Questão
62: Do efeito principal dos Sacramentos, que é a graça.
Em seguida devemos tratar do efeito
dos sacramentos. E primeiro, do efeito principal, que é a graça. Segundo, do
efeito secundário que é o carácter.
Na primeira, discutem-se seis artigos:
Art. 1 — Se os sacramentos são a causa
da graça.
Art. 2 — Se a graça sacramental faz
algum acréscimo à graça das virtudes e à dos dons.
Art. 3. — Se os sacramentos da lei
nova contêm a graça.
Art. 4 — Se nos sacramentos há alguma
virtude causadora da graça.
Art. 5 — Se os sacramentos da lei nova
tiram a sua virtude da Paixão de Cristo.
Art. 6 — Se os sacramentos da lei
antiga causavam a graça.
Art.
1 — Se os sacramentos são a causa da graça.
O primeiro discute-se assim. — Parece
que os sacramentos não são a causa da graça.
1. — Pois, o mesmo não pode ser o
sinal que a causa, porque ser sinal é por natureza mais próprio do efeito. Ora,
o sacramento é o sinal da graça. Logo, não é a causa dela.
2. Demais. — Nenhum ser material pode
agir sobre o ser espiritual, porque O agente é mais digno que o paciente, como
diz Agostinho. Ora, o sujeito da graça é a inteligência do homem, de natureza
espiritual. Logo, os sacramentos não podem causar a graça.

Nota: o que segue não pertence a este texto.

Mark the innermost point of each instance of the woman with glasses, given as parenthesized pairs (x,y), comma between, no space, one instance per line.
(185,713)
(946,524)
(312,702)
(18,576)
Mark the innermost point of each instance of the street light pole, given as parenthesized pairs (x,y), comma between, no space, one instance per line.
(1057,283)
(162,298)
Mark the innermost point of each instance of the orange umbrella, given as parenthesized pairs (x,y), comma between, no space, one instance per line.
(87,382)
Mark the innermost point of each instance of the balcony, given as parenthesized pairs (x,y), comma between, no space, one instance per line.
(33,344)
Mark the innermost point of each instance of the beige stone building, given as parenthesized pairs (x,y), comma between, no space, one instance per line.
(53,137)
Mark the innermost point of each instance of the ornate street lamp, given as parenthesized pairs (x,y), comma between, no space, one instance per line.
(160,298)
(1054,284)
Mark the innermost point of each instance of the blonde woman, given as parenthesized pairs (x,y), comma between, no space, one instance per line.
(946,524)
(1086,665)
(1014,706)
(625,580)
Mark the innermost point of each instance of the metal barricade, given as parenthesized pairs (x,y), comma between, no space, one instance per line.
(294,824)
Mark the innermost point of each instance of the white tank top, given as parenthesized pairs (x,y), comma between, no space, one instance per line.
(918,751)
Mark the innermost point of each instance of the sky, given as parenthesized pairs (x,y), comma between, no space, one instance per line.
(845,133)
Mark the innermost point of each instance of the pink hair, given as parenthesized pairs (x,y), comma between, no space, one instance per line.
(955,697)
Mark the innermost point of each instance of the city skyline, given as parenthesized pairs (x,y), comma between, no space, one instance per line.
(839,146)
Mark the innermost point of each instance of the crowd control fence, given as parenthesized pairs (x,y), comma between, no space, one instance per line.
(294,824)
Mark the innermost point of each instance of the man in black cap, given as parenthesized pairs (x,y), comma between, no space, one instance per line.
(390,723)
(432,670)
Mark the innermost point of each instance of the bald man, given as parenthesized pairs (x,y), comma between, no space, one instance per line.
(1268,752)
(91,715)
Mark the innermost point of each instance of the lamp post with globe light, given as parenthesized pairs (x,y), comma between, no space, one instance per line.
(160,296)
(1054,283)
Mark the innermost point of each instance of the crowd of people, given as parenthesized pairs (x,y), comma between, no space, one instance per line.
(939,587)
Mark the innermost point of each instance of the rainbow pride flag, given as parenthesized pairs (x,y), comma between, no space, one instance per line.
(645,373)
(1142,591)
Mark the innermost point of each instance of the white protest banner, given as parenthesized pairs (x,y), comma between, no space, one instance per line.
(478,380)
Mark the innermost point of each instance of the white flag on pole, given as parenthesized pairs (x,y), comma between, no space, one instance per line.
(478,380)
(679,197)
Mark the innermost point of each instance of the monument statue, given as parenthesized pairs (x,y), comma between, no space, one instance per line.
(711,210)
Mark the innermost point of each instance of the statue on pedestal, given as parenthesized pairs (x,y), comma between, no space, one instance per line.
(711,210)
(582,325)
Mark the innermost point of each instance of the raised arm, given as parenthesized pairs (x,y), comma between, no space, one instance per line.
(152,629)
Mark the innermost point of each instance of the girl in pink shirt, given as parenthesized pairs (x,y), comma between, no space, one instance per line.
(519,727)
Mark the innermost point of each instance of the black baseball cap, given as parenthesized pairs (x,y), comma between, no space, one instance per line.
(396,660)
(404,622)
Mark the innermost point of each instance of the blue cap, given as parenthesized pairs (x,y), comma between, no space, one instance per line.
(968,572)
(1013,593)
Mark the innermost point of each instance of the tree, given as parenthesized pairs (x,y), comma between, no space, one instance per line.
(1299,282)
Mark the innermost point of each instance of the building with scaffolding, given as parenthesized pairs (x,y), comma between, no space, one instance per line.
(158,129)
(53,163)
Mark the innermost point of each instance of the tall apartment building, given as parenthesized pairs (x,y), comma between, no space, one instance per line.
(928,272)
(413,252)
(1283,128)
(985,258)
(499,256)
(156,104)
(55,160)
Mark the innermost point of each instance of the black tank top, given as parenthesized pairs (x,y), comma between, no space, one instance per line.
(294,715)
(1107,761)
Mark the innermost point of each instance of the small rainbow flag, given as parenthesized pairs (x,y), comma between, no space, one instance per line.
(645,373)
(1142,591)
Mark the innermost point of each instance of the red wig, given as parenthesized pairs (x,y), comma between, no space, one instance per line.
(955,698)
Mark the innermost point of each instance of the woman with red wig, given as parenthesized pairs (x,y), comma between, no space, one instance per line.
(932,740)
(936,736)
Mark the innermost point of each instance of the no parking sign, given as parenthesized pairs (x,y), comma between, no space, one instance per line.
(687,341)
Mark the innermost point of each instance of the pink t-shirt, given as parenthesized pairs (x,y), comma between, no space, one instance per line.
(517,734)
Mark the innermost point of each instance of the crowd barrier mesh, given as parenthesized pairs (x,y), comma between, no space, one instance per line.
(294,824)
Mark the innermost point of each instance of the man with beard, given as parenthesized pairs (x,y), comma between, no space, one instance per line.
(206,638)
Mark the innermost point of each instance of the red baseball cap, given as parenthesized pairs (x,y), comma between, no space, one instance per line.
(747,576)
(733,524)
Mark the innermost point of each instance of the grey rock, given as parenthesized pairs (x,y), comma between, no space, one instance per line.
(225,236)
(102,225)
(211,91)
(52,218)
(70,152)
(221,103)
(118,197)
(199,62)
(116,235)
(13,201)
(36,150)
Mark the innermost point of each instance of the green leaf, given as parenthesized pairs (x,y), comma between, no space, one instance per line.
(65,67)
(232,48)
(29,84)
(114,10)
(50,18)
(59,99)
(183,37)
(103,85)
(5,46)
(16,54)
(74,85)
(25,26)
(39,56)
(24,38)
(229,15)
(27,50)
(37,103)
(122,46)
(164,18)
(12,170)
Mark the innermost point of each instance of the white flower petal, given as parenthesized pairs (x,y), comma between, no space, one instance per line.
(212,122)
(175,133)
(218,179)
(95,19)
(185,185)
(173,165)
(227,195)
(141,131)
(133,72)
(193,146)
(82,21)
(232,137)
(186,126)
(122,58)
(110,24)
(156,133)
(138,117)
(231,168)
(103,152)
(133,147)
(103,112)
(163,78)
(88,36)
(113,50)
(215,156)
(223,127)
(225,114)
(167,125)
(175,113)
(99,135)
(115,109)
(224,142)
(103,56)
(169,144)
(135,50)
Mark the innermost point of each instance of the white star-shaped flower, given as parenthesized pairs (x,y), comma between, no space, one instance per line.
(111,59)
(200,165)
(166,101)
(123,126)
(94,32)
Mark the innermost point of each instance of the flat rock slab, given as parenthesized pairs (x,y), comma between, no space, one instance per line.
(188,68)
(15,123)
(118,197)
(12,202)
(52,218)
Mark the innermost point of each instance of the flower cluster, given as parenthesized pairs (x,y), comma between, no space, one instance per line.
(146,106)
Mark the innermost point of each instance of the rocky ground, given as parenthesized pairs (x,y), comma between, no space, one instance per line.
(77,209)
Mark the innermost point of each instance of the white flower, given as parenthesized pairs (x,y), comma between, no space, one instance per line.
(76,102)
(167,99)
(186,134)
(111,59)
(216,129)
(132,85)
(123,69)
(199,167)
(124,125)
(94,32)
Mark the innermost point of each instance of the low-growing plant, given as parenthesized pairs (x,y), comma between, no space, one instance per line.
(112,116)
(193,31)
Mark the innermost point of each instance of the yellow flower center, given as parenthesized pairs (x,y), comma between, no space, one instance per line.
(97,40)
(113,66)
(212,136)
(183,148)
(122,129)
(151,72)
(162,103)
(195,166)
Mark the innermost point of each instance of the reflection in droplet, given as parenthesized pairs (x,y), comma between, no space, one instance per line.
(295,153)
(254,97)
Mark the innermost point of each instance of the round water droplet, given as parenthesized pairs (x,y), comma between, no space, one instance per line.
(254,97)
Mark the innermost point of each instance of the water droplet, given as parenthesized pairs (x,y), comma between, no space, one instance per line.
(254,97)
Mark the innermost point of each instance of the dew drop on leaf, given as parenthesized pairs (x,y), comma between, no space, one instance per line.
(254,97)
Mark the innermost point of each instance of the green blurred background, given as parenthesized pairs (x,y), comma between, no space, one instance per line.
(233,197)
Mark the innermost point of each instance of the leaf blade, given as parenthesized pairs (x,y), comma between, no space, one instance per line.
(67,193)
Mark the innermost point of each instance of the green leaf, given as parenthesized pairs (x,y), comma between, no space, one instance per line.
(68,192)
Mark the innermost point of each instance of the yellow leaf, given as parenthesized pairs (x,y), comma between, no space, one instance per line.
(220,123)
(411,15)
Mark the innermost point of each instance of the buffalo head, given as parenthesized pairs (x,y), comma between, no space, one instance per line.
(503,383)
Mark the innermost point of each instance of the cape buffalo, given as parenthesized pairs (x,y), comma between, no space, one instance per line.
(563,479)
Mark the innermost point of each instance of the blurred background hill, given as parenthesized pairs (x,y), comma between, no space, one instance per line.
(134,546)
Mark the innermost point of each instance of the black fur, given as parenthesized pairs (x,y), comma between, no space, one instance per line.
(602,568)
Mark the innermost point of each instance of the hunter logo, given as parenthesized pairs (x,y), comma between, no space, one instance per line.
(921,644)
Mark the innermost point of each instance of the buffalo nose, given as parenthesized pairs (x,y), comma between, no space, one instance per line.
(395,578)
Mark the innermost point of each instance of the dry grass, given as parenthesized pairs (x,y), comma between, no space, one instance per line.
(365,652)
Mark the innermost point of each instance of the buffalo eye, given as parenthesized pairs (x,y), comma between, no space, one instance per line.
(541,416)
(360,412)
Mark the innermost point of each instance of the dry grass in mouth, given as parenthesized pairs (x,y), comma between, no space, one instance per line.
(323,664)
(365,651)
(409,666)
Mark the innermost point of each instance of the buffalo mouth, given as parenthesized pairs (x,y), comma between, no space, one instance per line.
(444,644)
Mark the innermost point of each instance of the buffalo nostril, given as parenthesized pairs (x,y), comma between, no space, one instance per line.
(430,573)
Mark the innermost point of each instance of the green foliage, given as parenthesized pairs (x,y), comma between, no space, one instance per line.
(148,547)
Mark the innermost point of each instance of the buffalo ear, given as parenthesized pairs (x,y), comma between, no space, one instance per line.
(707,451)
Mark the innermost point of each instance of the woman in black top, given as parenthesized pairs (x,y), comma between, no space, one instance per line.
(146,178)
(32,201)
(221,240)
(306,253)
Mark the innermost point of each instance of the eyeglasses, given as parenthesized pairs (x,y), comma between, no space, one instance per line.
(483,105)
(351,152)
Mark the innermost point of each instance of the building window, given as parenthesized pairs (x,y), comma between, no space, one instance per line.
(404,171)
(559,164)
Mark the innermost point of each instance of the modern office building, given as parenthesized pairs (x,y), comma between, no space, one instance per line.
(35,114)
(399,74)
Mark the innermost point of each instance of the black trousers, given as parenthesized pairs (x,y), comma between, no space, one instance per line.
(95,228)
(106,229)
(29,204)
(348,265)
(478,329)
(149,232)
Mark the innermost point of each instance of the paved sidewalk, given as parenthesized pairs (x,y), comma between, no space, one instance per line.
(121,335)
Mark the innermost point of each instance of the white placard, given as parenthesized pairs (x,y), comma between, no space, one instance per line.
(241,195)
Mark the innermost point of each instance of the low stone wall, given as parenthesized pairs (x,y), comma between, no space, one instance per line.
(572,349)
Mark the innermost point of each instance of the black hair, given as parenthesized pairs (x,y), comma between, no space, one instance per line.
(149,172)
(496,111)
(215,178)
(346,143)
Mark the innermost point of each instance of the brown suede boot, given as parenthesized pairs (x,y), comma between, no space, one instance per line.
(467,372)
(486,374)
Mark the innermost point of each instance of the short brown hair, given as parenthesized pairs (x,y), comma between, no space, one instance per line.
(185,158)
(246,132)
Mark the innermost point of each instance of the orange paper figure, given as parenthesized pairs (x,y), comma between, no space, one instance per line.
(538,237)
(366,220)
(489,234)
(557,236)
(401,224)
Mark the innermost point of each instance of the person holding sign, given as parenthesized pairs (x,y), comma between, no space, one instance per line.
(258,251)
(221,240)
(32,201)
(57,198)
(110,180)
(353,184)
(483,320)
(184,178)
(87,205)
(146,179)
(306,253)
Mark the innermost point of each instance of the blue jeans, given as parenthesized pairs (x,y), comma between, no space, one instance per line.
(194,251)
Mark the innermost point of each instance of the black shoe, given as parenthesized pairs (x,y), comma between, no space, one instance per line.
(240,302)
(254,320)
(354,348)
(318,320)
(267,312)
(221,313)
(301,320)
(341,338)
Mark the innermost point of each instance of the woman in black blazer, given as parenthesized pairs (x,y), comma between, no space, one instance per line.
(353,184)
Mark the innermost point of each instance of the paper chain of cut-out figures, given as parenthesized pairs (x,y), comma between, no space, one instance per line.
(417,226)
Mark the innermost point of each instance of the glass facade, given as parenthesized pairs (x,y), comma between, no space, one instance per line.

3. Demais. — O que é próprio de Deus
não deve ser atribuído a nenhuma criatura ora, causar a graça é próprio de
Deus, segundo a Escritura: o Senhor dará
a graça e a glória. Logo, consistindo os sacramentos em algumas palavras ou
coisas criadas, parece que não podem conferir a graça.
Mas, em contrário, diz Agostinho, que a água batismal toca o corpo e lava o
coração. Ora, o coração só pode ser lavado pela graça. Logo causa a graça.
E, pela mesma razão, os outros sacramentos da Igreja.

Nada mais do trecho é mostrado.